In “The Fantasia of Current Education” (1941; published in Forgotten Heroes in American Education, ed. J. Wesley Null and Diane Ravitch, 2006), Isaac Leon Kandel discusses the “cult of superficiality” among progressives: the contempt for subject matter and the insistence that students tackle “big” questions without adequate preparation. To illustrate such thinking, he cites several sources, including a 1939 article published in School and Society:
“A teacher does not need to have studied economics in order to give a good course in the subject.

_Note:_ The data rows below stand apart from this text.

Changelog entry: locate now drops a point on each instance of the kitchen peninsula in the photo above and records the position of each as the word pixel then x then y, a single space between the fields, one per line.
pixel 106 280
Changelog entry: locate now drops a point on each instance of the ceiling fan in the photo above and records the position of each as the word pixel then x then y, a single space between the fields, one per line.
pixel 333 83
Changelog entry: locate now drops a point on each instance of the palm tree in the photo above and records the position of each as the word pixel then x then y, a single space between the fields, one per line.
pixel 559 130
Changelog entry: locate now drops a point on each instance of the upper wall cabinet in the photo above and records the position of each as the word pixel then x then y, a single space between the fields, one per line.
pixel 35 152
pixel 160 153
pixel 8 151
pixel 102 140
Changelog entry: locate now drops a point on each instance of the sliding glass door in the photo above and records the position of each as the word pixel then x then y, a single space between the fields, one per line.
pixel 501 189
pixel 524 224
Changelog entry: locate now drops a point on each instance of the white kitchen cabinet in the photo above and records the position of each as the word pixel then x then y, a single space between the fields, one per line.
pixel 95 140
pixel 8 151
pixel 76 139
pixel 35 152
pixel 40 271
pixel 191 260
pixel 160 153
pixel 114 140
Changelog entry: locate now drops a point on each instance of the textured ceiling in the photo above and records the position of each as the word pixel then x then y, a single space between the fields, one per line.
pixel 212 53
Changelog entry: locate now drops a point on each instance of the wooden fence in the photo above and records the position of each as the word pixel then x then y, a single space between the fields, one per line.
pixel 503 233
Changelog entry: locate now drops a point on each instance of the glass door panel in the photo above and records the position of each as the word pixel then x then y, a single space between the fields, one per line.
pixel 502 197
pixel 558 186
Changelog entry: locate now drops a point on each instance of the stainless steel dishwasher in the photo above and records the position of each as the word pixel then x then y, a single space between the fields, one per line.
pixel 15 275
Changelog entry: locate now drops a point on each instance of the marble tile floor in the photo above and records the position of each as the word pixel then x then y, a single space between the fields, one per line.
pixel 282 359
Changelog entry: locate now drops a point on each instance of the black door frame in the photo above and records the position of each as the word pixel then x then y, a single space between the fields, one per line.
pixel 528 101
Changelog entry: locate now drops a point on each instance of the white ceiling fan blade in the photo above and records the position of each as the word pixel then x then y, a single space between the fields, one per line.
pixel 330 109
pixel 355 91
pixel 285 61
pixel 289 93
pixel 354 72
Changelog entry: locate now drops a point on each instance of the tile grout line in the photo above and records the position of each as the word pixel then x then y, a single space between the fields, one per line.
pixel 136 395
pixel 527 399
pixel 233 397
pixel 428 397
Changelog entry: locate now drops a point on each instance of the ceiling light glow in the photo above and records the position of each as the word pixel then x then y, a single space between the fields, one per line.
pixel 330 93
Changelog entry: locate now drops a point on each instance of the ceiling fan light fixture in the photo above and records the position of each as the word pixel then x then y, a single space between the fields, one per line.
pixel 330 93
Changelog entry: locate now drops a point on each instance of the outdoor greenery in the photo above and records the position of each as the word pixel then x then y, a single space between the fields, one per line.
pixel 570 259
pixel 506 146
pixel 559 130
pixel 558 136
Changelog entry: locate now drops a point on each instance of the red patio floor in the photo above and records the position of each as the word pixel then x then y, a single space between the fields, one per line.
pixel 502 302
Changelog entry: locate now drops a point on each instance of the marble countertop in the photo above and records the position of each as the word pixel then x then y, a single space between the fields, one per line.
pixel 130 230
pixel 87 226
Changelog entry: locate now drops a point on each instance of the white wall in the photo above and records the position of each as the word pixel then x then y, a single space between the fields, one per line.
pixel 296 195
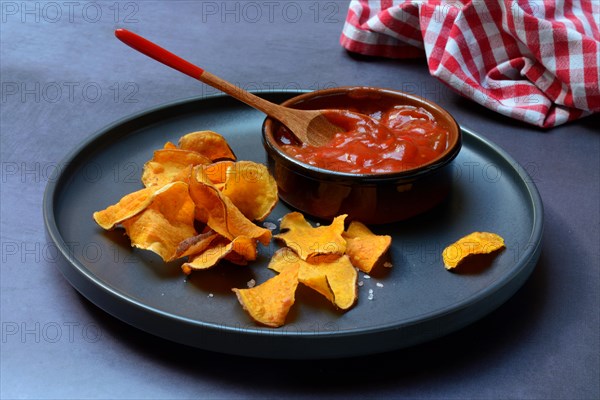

All that is needed is a teacher (1) who is alert to the problems of the day; (2) who is openminded; (3) who can stimulate pupils to bring economic problems to class for discussion; (4) who permits and encourages free and open discussion of all controversial subjects; (5) who instills into the pupils a spirit of tolerance for all views and a respect for the opinions of others, and (6) who shows in all discussion that he or she has at heart the solution of the economic ills of the day in a way which will restore prosperity and happiness to the whole people.”
Pretty similar to the 21st-century skills of today, only today we’ve got the technology to deliver the ignorant bliss with much greater speed.
Yes, there is nothing new about critical thinking, problem-solving and many other skills featured in the “21st-century” agenda. It’s a fair bet that Newton, Douglass, Roebling and Mme. Curie possessed those skills.
Yet the need to instill these skills in many more students is new.
As long as commentators on 21st century skills suggest that such skills are at war with knowledge, we won’t have a very productive discussion.
Claus,
To which “commentators” are you referring? I think many of us would argue that such skills (21st century, ancient, or in between) absolutely depend on knowledge. At war with knowledge? By no means.
Nor is “the need to instill these skills in many more students” new. Universal public schooling brought a dramatic increase in the student body, as did various immigration waves.
Newness does exist–but often the word “new” is used for promotional purposes. When the Soviets abandoned the project method and returned to the traditional curriculum, they referred to the latter in terms of a “revolution” and “new methods.” (See William C. Bagley, Education and Emergent Man (1934), pp. 180-182).
To distinguish the new from the not-so-new, one needs a combination of knowledge, critical thinking, and perseverance. It is one of the most demanding projects a person can undertake. I am a beginner at it.
I can actually second much of Claus’ post. There is an unfortunate tendency among some otherwise well-intentioned people to suggest content knowledge is secondary in importance to critical thinking. problem solving, etc. They are not at war, but two sides of the same coin.
Yes. Maybe I misunderstood Claus’s post. It wasn’t clear to me which commentators he had in mind: the proponents of “21st century skills,” those skeptical over the term, or both.
What would you recommend for a governor (videos, perhaps?) who has been conned by the anti-knowledge sect of the 21st century skills movement?
Looks to me like 21st century skills are being (deliberately but needlessly) juxtaposed against knowledge which can be measured under NCLB. Hence, “21st century skills” as a marketing tool of the anti-accountability lobby.